A profissional se formou na faculdade de Arquitetura e Urbanismo da Universidade Federal de Juiz de Fora (MG) com um projeto de fotolivro sobre a efemeridade da paisagem urbana trazendo o graffiti (termo em italiano para grafite, utilizado pela arquiteta durante o projeto) e o pixo como destaques.

Nathalia escolheu o tema por conta de sua admiração pela arte de rua. “O segundo motivo, que para mim é o mais interessante, é o que o graffiti sempre esteve presente no meu cotidiano, e no dia a dia de todas as pessoas que moram em centros urbanos. Essa arte interage diretamente com a paisagem urbana, sua construção e identidade”, ressalta. No projeto, a arquiteta correlaciona o urbanismo com essa expressão artística que se originou nas ruas de Nova York, e que hoje está presente nos centros urbanos no mundo.

O fotolivro retrata a visão particular da arquiteta, já que todas as fotos foram registradas por meio do seu celular.  “Com o trabalho procuro criar um diálogo com o leitor sobre os caminhos e eventos que presenciei ao longo de 2017, ano em que tive oportunidade de conhecer os artistas da minha cidade, ouvir suas histórias e até mesmo me aventurar nessa expressão artística que sempre admirei”, afirma.

O artista Stain pintando em muro de um terreno baldio, localizado na região central de Juiz de Fora (MG), foto que integra o fotolivro da arquiteta Foto: Nathalia Medina

Além de arquiteta e urbanista, Nathalia também integra a crew de grafiteiras titulada “As penetras.Assim como as Minas de Minas o grupo de Juiz de Fora (MG) visa protagonizar a presença feminina nos movimentos e promover a democratização de gênero no grafite.

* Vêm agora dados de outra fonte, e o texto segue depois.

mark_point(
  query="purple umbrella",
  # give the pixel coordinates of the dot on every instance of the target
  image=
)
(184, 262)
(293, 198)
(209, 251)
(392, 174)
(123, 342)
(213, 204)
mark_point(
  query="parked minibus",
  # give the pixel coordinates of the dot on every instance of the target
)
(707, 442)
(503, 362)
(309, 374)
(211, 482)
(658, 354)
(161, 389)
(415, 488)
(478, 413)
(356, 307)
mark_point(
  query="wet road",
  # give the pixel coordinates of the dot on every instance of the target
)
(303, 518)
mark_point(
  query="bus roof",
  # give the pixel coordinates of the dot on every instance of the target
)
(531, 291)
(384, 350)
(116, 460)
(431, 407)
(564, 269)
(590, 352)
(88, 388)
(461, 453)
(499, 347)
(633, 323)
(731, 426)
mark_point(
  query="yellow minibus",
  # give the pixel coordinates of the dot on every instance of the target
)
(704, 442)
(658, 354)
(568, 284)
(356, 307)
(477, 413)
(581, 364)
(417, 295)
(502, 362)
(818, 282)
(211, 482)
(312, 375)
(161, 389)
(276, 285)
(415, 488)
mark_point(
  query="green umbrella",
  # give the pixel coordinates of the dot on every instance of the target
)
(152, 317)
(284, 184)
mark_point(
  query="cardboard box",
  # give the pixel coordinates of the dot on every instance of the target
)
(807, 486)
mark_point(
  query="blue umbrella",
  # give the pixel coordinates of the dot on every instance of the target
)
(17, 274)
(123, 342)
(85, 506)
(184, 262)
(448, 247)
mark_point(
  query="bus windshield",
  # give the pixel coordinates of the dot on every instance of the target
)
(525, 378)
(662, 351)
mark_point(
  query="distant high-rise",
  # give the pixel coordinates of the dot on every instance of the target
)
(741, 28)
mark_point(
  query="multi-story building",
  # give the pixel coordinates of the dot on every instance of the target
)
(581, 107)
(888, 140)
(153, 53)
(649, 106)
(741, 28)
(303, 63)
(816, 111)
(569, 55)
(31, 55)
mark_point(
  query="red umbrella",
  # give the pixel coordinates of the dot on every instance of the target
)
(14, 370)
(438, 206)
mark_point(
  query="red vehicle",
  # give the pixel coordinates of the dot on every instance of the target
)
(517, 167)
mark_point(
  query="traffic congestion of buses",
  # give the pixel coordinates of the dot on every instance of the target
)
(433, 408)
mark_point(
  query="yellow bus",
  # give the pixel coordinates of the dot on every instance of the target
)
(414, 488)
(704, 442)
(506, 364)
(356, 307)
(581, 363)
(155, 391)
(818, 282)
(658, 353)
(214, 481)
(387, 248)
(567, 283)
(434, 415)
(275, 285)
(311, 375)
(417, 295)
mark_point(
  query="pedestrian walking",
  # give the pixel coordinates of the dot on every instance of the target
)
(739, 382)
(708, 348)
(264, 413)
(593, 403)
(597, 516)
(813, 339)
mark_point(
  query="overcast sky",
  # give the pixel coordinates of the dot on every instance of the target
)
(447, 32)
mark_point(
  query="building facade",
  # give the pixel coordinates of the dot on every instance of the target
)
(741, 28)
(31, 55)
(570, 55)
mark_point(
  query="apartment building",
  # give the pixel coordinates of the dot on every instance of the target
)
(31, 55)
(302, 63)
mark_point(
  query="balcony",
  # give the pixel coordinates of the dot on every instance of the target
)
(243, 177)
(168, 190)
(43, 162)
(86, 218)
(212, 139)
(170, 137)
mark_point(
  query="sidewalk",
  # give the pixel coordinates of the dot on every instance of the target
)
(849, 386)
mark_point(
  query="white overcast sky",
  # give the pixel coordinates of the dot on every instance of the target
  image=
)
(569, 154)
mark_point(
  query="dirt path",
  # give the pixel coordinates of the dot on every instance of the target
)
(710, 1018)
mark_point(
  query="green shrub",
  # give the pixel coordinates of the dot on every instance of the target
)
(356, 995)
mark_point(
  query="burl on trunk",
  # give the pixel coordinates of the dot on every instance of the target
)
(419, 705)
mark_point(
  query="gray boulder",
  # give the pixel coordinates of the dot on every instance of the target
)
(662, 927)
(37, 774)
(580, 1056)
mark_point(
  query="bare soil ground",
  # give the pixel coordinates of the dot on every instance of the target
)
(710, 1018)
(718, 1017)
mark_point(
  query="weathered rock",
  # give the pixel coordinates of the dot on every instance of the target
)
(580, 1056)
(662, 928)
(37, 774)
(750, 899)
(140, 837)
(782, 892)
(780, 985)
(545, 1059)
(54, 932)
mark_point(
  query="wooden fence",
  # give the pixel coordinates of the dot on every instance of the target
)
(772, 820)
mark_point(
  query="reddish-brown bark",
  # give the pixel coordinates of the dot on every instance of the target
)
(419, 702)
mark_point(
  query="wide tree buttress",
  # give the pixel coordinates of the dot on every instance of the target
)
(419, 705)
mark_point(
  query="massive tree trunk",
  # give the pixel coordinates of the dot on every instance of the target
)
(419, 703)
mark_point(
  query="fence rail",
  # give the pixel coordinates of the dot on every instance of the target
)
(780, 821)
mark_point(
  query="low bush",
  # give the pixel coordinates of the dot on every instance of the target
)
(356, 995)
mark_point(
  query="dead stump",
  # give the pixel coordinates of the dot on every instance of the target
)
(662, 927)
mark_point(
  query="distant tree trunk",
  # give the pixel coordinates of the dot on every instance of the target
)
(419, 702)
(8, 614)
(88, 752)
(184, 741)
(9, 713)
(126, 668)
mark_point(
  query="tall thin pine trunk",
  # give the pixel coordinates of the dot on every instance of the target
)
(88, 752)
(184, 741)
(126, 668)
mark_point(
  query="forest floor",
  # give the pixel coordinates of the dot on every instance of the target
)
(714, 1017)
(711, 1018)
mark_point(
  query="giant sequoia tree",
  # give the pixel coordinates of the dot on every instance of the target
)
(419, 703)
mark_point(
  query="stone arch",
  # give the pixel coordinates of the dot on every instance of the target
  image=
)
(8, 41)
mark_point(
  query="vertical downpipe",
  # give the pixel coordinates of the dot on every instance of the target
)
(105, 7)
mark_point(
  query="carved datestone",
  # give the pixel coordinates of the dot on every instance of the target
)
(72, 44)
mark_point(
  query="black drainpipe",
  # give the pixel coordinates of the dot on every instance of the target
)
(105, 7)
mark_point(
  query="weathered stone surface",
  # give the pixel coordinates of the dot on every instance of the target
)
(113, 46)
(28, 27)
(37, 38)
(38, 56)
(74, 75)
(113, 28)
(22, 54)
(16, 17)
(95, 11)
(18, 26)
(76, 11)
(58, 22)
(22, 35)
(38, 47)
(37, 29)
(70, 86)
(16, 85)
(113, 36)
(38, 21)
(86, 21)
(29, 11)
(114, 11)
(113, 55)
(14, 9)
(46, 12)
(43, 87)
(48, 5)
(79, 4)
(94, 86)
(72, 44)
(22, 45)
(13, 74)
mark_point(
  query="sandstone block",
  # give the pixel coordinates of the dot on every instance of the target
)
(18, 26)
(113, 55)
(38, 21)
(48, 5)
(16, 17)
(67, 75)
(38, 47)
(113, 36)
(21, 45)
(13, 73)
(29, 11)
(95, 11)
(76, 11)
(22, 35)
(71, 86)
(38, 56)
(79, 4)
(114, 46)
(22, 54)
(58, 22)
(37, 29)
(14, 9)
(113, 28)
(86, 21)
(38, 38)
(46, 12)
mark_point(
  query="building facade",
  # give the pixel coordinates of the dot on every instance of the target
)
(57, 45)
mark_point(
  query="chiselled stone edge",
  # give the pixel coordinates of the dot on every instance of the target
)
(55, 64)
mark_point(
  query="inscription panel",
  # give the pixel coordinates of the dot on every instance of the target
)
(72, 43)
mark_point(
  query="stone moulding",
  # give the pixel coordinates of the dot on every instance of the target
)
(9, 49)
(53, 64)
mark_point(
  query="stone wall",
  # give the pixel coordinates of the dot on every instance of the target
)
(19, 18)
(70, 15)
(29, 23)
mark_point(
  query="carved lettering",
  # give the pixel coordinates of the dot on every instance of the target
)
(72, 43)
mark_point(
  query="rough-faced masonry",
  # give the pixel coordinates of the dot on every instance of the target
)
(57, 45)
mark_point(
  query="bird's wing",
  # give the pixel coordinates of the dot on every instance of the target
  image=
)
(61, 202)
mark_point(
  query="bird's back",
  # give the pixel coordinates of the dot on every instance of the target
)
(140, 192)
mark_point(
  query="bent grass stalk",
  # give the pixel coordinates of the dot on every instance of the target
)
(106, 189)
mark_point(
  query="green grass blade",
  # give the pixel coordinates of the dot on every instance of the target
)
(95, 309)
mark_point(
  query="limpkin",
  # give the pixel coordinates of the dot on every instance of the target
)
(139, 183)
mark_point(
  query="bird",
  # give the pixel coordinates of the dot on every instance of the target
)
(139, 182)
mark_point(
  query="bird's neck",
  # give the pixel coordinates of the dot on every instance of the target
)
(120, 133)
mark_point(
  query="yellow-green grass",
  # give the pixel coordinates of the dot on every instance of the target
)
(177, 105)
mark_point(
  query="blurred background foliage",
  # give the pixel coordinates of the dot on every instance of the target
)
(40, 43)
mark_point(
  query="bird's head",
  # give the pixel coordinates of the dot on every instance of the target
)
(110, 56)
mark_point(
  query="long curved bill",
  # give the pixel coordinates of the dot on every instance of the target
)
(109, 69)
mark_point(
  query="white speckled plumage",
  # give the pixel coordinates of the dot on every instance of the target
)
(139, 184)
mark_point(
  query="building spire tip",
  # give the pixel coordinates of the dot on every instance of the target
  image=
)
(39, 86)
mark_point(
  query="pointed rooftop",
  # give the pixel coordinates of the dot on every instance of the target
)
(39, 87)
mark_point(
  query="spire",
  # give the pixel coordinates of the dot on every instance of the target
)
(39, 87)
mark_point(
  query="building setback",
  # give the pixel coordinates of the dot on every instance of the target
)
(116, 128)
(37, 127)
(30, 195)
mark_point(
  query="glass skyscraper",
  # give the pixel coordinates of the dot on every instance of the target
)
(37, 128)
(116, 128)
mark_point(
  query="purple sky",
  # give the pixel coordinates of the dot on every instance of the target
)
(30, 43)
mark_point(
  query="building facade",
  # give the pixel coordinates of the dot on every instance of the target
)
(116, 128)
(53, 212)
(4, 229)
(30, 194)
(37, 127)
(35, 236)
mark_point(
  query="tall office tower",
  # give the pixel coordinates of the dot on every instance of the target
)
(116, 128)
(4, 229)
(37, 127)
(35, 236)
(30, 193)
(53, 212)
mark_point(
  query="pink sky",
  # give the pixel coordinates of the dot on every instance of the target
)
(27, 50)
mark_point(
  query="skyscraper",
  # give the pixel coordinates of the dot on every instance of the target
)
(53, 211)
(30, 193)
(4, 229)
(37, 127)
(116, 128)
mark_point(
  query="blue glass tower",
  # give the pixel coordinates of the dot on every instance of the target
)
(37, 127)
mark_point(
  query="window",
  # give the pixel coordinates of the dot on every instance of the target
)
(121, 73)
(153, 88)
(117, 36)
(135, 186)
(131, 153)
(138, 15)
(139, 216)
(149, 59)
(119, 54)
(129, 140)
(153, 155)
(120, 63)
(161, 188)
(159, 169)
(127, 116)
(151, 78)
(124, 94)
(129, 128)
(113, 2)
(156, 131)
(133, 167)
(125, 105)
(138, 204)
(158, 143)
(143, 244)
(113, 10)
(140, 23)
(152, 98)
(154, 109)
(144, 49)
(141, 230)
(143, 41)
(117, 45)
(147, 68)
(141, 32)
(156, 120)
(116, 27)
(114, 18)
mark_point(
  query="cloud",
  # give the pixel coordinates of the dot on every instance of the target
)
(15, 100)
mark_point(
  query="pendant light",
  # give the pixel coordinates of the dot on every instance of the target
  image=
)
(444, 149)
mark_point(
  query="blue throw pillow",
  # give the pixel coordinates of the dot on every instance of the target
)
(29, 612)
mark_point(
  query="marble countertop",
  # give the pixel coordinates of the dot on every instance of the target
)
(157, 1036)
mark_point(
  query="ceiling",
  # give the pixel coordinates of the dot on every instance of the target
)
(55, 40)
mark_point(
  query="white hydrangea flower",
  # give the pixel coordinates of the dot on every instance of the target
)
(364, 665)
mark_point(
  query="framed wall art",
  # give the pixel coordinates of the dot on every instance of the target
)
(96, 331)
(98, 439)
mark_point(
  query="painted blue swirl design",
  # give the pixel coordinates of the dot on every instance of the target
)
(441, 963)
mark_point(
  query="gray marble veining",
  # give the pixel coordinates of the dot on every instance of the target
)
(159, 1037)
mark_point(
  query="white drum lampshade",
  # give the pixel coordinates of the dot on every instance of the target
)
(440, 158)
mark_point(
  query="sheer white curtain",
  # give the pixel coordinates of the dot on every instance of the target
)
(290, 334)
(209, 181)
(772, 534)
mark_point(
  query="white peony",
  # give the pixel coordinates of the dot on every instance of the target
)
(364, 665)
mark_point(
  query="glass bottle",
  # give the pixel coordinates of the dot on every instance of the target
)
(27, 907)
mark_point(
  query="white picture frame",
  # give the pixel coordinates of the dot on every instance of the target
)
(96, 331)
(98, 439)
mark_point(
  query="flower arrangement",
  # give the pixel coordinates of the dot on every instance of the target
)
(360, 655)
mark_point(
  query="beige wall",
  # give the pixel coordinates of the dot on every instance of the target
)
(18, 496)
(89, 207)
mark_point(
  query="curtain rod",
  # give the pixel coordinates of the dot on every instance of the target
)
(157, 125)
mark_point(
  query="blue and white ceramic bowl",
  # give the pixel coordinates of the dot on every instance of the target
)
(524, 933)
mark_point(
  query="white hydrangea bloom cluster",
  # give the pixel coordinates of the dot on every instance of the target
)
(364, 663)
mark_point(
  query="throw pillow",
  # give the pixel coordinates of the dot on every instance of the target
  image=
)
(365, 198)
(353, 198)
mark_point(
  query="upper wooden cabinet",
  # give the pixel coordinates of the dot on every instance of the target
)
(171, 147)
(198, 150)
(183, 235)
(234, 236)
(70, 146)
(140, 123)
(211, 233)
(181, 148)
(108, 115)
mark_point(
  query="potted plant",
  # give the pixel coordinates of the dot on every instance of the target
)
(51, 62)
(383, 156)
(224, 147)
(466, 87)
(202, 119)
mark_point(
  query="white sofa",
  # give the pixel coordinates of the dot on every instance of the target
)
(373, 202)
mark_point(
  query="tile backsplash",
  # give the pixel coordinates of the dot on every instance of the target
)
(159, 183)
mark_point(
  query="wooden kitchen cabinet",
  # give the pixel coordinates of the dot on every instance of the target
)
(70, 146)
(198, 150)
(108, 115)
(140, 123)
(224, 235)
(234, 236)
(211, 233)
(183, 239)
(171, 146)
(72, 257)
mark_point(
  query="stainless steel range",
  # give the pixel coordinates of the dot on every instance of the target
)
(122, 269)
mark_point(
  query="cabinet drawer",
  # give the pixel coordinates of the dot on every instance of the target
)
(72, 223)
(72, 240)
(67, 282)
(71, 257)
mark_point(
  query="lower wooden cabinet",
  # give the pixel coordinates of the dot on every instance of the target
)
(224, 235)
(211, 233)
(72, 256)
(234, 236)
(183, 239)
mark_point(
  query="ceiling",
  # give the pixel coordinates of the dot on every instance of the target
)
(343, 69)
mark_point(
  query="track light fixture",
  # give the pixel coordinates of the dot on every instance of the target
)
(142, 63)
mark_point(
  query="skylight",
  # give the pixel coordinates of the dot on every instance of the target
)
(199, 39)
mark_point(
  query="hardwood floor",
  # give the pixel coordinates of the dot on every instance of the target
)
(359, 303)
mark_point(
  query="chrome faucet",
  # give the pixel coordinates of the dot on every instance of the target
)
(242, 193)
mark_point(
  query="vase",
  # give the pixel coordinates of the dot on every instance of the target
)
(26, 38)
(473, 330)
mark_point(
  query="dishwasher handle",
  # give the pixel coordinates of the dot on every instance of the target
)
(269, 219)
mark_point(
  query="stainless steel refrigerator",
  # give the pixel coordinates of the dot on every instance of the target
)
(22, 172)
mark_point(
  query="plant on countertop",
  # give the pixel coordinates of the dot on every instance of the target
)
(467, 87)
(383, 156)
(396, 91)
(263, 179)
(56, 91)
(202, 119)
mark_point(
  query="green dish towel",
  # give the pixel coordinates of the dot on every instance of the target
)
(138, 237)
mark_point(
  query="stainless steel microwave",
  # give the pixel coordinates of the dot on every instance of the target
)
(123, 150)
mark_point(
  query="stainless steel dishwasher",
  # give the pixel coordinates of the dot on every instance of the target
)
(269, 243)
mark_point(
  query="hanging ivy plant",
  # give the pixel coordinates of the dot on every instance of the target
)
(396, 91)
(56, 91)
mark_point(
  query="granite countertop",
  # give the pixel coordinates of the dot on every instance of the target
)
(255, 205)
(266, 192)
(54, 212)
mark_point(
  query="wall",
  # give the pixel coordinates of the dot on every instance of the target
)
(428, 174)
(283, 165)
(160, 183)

Intervenção na escola municipal Santos Dumont, feito por Nathalia Medina, em Juiz de Fora (MG) Foto – Nathalia Medina

Quanto à união do grafite com a arquitetura, a profissional considera que com o passar dos anos a arte vem ganhando cada vez mais espaço nesse nicho de mercado.“Para a utilização da arte nos projetos, é indispensável conversar com o/a artista deseja chamar para a execução. Cada um tem suas preferências desde a criação da arte até a hora de passar para a parede. Ressalto que graffiteiros são artistas, e que cada um possui o seu estilo”, salienta. Apesar de ter nascido nas ruas, o grafite tem ganhado cada vez mais espaço em projetos comerciais.